I have fenbendazole- but it isn't as effective as flubendazole which she had in early december for 5 days.


----------



## Feline (Nov 8, 2015)

dawg53 said:


> Ivermectin is ineffective against poultry lice. Poultry lice dont bite and suck blood, but will opportunistically suck it up if there is a wound or injury and blood is present.
> Here's a link regarding vent gleet and treatments:
> http://ultimatefowl.com/wiki/index.php?title=Vent_Gleet


I've experimented with a few products in my armoury for lice- Advantage and Frontline, but found they didn't work. Ivermectin seems to work in one hit though! I usually do a second treatment 2 weeks later to be sure. My chickens at home have not had lice or mites before- whereas the chickens I'm responsible for where I work have. It could well be that they are getting a different kind of louse in the UK- I will try to get one on sellotape for ID under the microscope!


----------



## dawg53 (Aug 25, 2015)

Feline said:


> I've experimented with a few products in my armoury for lice- Advantage and Frontline, but found they didn't work. Ivermectin seems to work in one hit though! I usually do a second treatment 2 weeks later to be sure. My chickens at home have not had lice or mites before- whereas the chickens I'm responsible for where I work have. It could well be that they are getting a different kind of louse in the UK- I will try to get one on sellotape for ID under the microscope!


Excellent. Here's a link with detailed microscopic pics of poultry lice/mites and other poultry external parasites. You could use the pics to identify what you're dealing with. Let us know:
http://edis.ifas.ufl.edu/ig140


----------



## Feline (Nov 8, 2015)

I was very pleased this morning to find Big Bird has groomed her rear back into a perfect white puff ball again- and it is clean!
Obviously this might not continue- but for now she's looking very good.
I am wondering if yesterdays Ivermectin dose had anything to do with her sudden turnaround. She didn't lay an egg today, but there's no sign of blood around her vent.

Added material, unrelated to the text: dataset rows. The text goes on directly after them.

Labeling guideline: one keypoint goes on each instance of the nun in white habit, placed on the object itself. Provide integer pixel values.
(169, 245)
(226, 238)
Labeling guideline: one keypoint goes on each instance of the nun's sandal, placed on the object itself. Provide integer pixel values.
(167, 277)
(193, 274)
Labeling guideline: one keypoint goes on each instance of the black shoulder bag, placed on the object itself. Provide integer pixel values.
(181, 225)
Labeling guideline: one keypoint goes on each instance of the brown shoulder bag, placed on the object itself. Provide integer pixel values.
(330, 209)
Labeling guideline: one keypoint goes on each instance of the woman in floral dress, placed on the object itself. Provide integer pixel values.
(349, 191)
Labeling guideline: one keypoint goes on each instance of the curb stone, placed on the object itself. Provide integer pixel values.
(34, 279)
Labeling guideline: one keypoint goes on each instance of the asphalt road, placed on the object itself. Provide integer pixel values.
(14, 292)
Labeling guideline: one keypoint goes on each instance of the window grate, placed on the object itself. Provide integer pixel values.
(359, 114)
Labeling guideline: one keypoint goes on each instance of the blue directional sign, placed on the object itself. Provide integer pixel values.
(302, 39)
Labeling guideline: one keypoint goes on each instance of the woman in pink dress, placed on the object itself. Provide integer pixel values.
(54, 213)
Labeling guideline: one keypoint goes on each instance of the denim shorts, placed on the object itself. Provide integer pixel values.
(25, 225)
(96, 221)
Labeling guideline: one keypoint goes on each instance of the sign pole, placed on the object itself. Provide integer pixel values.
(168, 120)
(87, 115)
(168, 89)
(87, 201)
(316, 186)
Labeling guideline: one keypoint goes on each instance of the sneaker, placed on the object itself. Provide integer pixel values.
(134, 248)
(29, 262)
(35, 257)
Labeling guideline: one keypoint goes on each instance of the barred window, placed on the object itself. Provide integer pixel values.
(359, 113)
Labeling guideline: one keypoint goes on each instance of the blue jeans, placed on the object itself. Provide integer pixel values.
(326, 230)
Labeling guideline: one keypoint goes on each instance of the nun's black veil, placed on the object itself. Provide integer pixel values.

I was going to capture a louse for diagnosis today- but couldn't find any on the couple of birds I looked on! Either the Ivermectin worked dramatically fast or I haven't picked the right bird. I will have another look tomorrow when I get home from work. I should have taken a sample before I treated them really. But if the lice are gone I will be pleased anyway!

I am going to send some poo away next week when the labs are open again. I already have a sample pot that came as a pre-paid test kit so might as well use that. I would like to be sure it can't be coccidiosis as an underlying cause.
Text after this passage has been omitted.